Grizzle
Live Content Pipeline

Orchestrator

Content pipeline that turns YouTube videos into published articles with AI assistance and editorial controls.

Orchestrator powers publishing for the Channel Sites network. It handles discovery, script matching, image selection, article generation, link suggestions, and publishing flow with checkpoints and review steps.

Architecture

How it's wired.

TRIGGER DISCOVERY + MATCHING WORKFLOW — durable orchestration OUTPUT Cron Trigger hourly orchestrator-sync discovery coordinator orchestrator-youtube video discovery via YT API orchestrator-trello script card matching D1 + R2 videos / scripts / metadata orchestrator-workflow Workflows — durable, checkpointed execution image discovery + score seo article generation linker semantic links AI Gateway Claude (article + scoring) GitHub PR article → Channel Site Trello human image approval Vectorize article embeddings

How It's Built

Implementation notes.

YouTube discovery + script matching

Pulls channel videos from the YouTube Data API and stores metadata in D1. Scripts are matched with fuzzy Jaccard similarity (>=0.9) against Trello cards. Supports .docx, .pdf, and Google Docs.

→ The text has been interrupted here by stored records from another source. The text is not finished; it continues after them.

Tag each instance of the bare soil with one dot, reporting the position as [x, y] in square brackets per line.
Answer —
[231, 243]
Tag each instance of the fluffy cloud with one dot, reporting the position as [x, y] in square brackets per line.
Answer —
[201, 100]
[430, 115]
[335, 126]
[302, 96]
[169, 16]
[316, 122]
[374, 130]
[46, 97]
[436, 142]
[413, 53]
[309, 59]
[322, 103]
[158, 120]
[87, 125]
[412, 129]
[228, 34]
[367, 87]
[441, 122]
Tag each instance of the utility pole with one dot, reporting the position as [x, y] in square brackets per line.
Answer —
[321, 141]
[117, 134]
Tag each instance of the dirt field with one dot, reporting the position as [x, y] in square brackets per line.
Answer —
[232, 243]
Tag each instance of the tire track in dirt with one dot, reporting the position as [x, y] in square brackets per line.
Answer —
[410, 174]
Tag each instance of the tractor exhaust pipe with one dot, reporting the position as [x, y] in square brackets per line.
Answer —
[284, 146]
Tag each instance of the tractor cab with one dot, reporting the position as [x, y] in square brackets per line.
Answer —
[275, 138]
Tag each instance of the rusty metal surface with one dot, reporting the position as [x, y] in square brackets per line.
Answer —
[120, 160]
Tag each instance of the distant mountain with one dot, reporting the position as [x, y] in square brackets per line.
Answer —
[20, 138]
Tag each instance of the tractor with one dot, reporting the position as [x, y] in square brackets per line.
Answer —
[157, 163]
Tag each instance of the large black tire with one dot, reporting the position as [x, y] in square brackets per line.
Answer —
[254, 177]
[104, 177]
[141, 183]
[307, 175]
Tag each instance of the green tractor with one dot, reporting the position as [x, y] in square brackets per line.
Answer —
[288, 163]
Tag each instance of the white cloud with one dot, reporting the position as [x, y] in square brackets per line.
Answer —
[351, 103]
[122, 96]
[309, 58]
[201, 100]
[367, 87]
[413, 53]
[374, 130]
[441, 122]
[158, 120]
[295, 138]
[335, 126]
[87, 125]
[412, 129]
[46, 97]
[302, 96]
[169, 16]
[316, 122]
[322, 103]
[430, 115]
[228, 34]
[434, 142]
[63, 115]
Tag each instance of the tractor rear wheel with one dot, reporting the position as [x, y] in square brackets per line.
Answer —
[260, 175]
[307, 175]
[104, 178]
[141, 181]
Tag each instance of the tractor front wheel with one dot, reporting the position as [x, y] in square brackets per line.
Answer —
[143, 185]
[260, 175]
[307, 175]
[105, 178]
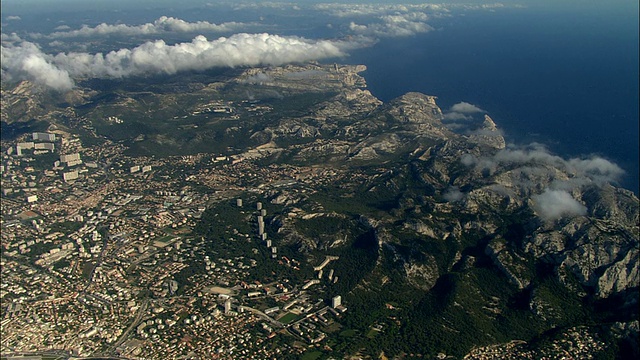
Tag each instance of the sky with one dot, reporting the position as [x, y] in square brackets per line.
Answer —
[59, 43]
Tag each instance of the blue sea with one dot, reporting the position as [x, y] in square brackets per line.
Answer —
[567, 78]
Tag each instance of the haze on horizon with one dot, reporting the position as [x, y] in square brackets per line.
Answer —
[73, 42]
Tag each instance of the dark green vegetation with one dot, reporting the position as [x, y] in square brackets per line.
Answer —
[420, 272]
[461, 300]
[182, 115]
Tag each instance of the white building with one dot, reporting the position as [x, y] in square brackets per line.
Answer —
[336, 301]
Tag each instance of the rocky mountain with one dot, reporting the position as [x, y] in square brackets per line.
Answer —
[450, 239]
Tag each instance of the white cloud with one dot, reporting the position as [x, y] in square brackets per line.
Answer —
[27, 61]
[597, 168]
[394, 26]
[162, 24]
[466, 108]
[555, 204]
[538, 161]
[455, 116]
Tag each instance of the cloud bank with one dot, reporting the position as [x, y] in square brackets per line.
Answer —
[394, 26]
[555, 204]
[594, 168]
[462, 111]
[26, 61]
[161, 25]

AI image selection with editorial allowlist

Claude extracts image search queries from scripts. Sources are allowlisted (Wikimedia, UN Photos, NATO, DVIDS, government Flickr). Candidates are scored for relevance, authenticity, size (>=1200px), and licensing.

SEO article generation pipeline

Multi-step AI flow: cleanup, source-grounded draft, key takeaways/FAQ enrichment, metadata optimization, then final markdown assembly.

Link suggestions via Vectorize

Published articles are indexed as embeddings. New articles query similar content to suggest internal and cross-site links for editorial review in D1.

Human-in-the-loop publishing

Low-confidence images are sent to Trello for manual approval with a 72-hour polling window. Final articles are committed to GitHub as markdown to trigger CI/CD.

Idempotency at every stage

Posts are checked for existence before generation. Each run is recorded in workflow_runs with per-phase timing, decision data, and AI outputs tied to a correlation ID.

Primitives Used

Cloudflare primitives in this project.

Workers 10 microservice workers with focused responsibilities
Workflows Durable multi-step orchestration with retry and state persistence
D1 Videos, posts, Trello cards, workflow runs, SEO pages, link placements, channel config
R2 Normalized scripts, AI output artifacts, image metadata, audit traces
AI Gateway Rate-limited, authenticated access to Claude for content and image scoring
Workers AI Text embeddings for Vectorize and alternative LLM inference
Vectorize Article embeddings for semantic link suggestion matching
Service Bindings Zero-latency inter-worker communication across all 10 services
Cron Triggers Hourly sync runner

Why This Design

Why I built it this way.

"Orchestrator is useful because it combines AI generation with editorial controls and operational durability. Each stage is isolated, retriable, and observable, so failures are easier to debug and recover from."